Activated MOG-specific T cells infiltrate the CNS of the tamoxifen-treated DTA mice during the early demyelinating disease. (a–g) CFSE-labeled 2D2 (MOG-specific) T cells were adoptively transferred into tamoxifen-treated PLP-CreER^T;ROSA26-eGFP-DTA mice at 7 weeks after injection and into control littermate (ROSA26-eGFP-DTA) mice. Flow cytometry was performed 1 week later; it showed increased numbers of proliferating CFSE-labeled 2D2 (MOG-specific) T cells in the CNS (P < 0.0001; one representative flow cytometry histogram is presented) (a,b), as well as in the spleens of the tamoxifen-treated DTA mice compared to control mice (c). Increased numbers of 2D2 cells producing proinflammatory cytokines (IL-17 (P = 0.0395) and IFN-γ (P = 0.0415)) were also detected in both the CNS (a) and the spleens (c) of the tamoxifen-treated DTA mice as compared to littermate (control) mice.
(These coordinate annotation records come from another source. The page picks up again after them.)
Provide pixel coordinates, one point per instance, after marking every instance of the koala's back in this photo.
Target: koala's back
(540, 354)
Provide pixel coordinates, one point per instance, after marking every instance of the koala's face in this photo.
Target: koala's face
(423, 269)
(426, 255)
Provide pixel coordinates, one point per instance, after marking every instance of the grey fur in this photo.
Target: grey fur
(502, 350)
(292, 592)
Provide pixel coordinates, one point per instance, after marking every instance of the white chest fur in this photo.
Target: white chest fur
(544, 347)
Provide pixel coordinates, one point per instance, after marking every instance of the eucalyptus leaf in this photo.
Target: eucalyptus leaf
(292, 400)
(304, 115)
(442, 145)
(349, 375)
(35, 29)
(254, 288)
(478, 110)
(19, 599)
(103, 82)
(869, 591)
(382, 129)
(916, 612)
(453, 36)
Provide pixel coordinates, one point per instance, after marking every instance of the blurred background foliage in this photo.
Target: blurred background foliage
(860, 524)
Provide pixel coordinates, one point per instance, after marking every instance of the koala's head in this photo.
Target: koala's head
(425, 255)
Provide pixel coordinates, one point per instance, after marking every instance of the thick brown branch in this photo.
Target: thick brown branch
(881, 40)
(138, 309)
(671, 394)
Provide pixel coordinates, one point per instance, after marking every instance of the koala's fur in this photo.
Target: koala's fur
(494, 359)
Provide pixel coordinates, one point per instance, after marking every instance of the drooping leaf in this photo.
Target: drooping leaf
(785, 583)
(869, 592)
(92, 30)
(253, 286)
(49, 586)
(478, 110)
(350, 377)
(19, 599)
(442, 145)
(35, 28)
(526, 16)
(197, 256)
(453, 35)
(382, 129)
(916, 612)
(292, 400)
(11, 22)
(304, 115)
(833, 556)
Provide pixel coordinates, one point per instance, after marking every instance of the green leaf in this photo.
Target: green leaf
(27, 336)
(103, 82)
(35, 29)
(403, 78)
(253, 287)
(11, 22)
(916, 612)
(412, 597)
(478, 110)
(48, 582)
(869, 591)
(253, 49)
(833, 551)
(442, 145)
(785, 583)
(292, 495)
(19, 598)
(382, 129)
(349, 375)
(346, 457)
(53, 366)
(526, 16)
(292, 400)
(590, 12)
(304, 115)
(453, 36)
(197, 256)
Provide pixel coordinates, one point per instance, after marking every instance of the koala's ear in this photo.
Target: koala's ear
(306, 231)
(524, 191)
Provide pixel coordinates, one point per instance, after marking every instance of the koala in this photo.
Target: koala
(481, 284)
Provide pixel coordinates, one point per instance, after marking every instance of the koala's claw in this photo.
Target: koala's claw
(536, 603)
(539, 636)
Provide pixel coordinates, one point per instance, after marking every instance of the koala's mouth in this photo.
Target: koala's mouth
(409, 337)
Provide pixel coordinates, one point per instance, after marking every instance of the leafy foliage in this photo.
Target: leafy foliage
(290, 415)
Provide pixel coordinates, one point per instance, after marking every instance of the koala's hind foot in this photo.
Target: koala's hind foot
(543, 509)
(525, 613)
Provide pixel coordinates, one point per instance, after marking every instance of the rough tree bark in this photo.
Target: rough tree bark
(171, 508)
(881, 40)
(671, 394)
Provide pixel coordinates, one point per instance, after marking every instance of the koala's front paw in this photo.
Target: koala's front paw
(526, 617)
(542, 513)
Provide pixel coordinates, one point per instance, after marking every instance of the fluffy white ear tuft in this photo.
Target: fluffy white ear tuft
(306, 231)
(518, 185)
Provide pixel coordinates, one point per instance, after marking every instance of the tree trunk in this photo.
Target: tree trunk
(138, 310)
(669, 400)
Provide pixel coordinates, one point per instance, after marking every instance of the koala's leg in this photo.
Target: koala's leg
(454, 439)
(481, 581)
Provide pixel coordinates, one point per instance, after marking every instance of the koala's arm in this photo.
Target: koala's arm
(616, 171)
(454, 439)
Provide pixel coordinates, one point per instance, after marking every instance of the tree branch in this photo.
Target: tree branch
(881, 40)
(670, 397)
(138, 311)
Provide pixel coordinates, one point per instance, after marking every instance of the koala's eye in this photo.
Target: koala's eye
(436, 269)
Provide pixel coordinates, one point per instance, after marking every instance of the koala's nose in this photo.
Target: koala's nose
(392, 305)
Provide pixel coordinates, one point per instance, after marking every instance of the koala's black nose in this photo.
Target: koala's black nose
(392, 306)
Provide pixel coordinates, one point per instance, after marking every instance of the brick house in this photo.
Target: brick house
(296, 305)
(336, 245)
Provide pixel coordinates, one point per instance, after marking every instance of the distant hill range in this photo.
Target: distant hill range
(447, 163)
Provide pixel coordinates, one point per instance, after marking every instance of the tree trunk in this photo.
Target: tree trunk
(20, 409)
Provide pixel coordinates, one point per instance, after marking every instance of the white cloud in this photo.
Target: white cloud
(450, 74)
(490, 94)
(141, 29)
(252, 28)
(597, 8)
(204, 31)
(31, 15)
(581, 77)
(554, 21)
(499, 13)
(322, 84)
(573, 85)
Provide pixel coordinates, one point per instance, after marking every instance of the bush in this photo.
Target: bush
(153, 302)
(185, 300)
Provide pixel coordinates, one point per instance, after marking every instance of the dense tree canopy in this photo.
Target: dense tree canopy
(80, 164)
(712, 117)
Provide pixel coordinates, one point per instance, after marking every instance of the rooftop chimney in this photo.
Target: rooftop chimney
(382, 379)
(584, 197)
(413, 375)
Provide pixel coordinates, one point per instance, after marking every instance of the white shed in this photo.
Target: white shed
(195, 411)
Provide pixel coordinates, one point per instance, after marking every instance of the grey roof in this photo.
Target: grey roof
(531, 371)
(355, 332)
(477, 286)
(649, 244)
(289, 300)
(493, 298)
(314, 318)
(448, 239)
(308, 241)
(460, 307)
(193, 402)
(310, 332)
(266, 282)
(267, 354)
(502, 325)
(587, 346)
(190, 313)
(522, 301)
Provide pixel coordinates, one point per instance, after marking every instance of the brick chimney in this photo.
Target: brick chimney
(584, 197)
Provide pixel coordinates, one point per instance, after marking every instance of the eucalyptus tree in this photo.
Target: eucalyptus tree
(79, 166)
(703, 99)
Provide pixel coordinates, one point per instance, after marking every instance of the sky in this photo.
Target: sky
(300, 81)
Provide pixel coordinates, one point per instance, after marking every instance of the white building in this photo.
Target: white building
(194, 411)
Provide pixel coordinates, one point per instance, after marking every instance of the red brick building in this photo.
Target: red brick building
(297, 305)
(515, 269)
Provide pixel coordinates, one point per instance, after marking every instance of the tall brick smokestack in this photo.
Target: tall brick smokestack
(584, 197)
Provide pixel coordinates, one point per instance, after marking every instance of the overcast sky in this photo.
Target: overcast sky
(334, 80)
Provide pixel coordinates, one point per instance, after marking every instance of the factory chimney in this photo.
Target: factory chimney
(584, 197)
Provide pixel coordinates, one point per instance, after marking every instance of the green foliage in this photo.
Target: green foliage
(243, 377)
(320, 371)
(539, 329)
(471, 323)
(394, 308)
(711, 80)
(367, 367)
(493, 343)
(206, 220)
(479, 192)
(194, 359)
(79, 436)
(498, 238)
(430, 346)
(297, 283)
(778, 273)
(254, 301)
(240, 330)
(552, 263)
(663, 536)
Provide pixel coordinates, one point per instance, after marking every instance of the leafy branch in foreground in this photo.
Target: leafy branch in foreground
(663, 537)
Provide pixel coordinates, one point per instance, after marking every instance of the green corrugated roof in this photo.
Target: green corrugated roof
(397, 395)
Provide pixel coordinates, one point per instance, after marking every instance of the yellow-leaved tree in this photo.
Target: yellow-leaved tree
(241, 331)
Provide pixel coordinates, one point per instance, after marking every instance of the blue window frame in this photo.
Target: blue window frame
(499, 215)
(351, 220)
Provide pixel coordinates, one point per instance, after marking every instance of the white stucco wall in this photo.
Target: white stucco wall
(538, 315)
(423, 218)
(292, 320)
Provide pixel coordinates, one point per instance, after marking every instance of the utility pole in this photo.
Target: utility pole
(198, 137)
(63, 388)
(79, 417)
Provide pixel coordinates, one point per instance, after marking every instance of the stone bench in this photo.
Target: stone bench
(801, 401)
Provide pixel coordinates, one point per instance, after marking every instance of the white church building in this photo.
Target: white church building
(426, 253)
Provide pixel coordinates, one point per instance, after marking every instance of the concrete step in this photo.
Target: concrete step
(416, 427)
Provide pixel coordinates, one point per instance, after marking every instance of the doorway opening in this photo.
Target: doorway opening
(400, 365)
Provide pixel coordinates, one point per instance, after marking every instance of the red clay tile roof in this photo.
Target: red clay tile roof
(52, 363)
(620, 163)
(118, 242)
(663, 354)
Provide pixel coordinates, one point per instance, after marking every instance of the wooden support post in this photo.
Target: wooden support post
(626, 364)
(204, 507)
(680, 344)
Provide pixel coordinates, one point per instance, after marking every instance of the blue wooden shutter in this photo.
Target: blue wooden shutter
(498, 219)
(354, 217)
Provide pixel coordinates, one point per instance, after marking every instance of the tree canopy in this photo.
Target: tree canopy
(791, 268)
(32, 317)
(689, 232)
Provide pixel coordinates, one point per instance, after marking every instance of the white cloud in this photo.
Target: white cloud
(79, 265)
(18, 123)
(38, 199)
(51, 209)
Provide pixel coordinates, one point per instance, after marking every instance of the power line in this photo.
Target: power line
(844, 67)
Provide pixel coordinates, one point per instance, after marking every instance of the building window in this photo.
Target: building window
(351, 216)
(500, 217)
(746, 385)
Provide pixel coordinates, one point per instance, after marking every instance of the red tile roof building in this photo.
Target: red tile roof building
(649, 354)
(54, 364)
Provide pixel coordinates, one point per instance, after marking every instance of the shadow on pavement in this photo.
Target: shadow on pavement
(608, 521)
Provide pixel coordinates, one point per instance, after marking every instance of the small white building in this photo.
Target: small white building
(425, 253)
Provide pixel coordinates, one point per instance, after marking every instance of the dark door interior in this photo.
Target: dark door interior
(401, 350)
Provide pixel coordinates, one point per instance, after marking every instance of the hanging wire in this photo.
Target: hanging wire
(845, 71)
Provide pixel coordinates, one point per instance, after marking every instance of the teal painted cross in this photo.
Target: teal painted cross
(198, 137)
Furthermore, splenocytes isolated from DTA mice showed increased cellular proliferation (d) (MOG_35–55 activation, P = 0.0347), as well as secretion of the proinflammatory cytokines IFN-γ (anti-CD3 activation, P = 0.0234; MOG_35–55 activation, P < 0.0001) (e), GM-CSF (MOG_35–55 activation, P < 0.0001) (f) and IL-17 (MOG_35–55 activation, P = 0.0003) (g) when the cells were activated ex vivo in the presence of MOG_35–55. One representative experiment of two is presented with n = 5 mice per group. The data are presented as the mean + s.e.m. *P < 0.05 and ***P < 0.001 for differences shown between mice in different groups (n = 5); two-way ANOVA with Bonferroni post hoc analysis.